These are to the best of my knoweledge true

John Kallam graduated with a BA in criminology and entered the U.S. Army. He served for 20 years beginning in the late 1930's. He was an investigator during the Nuremberg trials of Nazi war criminals, and stayed in Germany for many years organizing civilian police forces in the post-war era. He also wrote numerous books on criminal justice. He retired from military service in the late 1950's at the rank of full colonel.

Returning to Fresno, California, he began teaching criminology at what was then Fresno State College. (Later to become the California State University, Fresno.) His work was well respected, but after about ten years of service, he was called to see the president of the college.

He was informed that he could no longer teach with just a bachelor's degree. Times were changing, he was told, and the school demanded that faculty members hold a graduate degree. Merely having 20 years of distinguished experience was no longer considered sufficient qualification to teach. All new faculty were being required to hold a doctorate, it was explained, and the school was actually doing him a favor by letting him keep his job by getting "only" a master's degree.

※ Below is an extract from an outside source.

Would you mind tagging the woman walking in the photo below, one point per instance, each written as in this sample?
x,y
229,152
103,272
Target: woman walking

So John enrolled in a summer program at an out of state college. Three months of intensive seminars and then nine months of home study would get him his MA.

On the first day of class, the instructor was taking roll. He stopped when he read John's name. "Are you related to the John Kallam who wrote the textbook we'll be using?" he asked.

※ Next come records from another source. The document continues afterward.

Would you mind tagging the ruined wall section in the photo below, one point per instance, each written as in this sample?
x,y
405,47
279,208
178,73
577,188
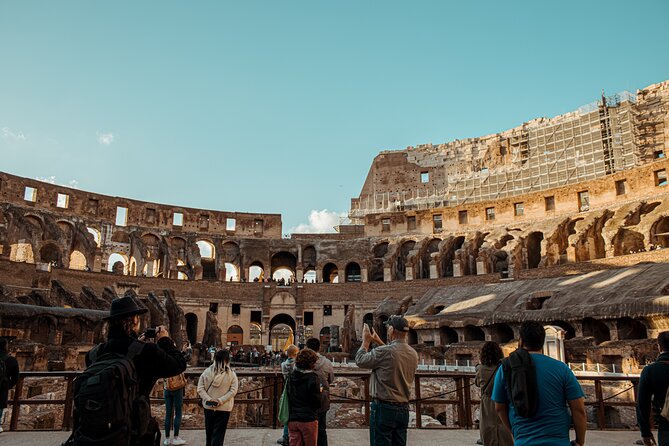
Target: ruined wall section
x,y
102,209
612,135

"I am the John Kallam who wrote the textbook you're using," came the dry response.

A 10pm curfew was imposed in Belfast, and everybody had to be off the streets or risk being shot. However one citizen was shot at 9.45pm.

"Why did you do that?" the soldier was asked by his superior officer.

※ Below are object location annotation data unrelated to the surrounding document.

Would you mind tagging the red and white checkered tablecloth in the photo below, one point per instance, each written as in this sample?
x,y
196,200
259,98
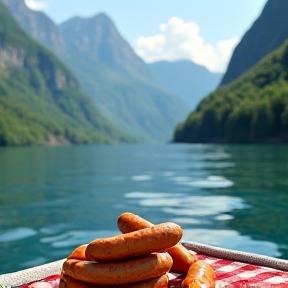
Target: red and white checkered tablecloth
x,y
234,274
229,274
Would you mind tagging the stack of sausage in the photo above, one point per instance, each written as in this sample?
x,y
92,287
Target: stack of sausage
x,y
141,257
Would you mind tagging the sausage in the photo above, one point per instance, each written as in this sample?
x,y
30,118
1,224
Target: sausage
x,y
199,275
134,244
119,272
159,282
182,258
129,222
78,253
69,282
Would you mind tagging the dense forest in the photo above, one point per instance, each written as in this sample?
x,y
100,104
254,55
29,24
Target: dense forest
x,y
40,99
252,108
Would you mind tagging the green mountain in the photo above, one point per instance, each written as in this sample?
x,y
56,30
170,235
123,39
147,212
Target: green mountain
x,y
97,39
253,108
40,99
118,80
109,71
268,33
191,82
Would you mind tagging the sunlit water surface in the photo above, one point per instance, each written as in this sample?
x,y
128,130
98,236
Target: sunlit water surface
x,y
55,198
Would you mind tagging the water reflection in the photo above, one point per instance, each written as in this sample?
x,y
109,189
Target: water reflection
x,y
54,199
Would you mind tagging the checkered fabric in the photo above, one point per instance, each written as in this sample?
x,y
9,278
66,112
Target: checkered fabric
x,y
229,274
234,274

"I know where he lives," came the reply, "and he wouldn't have made it."

This is supposedly a true story from a recent Defence Science Lectures Series, as related by the head of the Australian DSTO's Land Operations/Simulation division.

They've been working on some really nifty virtual reality simulators, the case in point being to incorporate Armed Reconnaissance Helicopters into exercises (from the data fusion point of view). Most of the people they employ on this sort of thing are ex- (or future) computer game programmers. Anyway, as part of the reality parameters, they include things like trees and animals. For the Australian simulation they included kangaroos. In particular, they had to model kangaroo movements and reactions to helicopters (since hordes of disturbed kangaroos might well give away a helicopter's position).

Being good programmers, they just stole some code (which was originally used to model infantry detachments reactions under the same stimuli), and changed the mapped icon, the speed parameters, etc. The first time they've gone to demonstrate this to some visiting Americans, the hotshot pilots have decided to get "down and dirty" with the virtual kangaroos. So, they buzz them, and watch them scatter. The visiting Americans nod appreciatively... then gape as the kangaroos duck around a hill, and launch about two dozen Stinger missiles at the hapless helicopter. Programmers look rather embarrassed at forgetting to remove that part of the infantry coding... and Americans leave muttering comments about not wanting to mess with the Aussie wildlife...

As an addendum, simulator pilots from that point onwards avoided kangaroos like the plague, just like they were meant to do in the first place...

When I was in the Air Force, they had a weekly paper. It had a lost and found section. One day I was reading it and saw this: "Found, one black boy's bicycle".

Wonder how they knew?

A man walked into a Circle-K, put a $20 bill on the counter and asked for change. When the clerk opened the cash drawer, the man pulled a gun and asked for all the cash in the register, which the clerk promptly provided. The man took the cash from the clerk and fled -- leaving the $20 bill on the counter. The total amount of cash he got from the drawer? Fifteen dollars.


Thirty years ago, when the Air Force needed a large cargo plane, it put out a list of specifications that took up less than 8 pages. Lockheed responded with a proposal 3/4" thick, which resulted in a huge plane named the Hercules. In 1980, when the Air Force needed a new cargo plane, it issued specifications that took up 2,750 pages. Lockheed's proposal alone weighed 6,600 pounds. To deliver it, the company used one of the old Hercules cargo planes.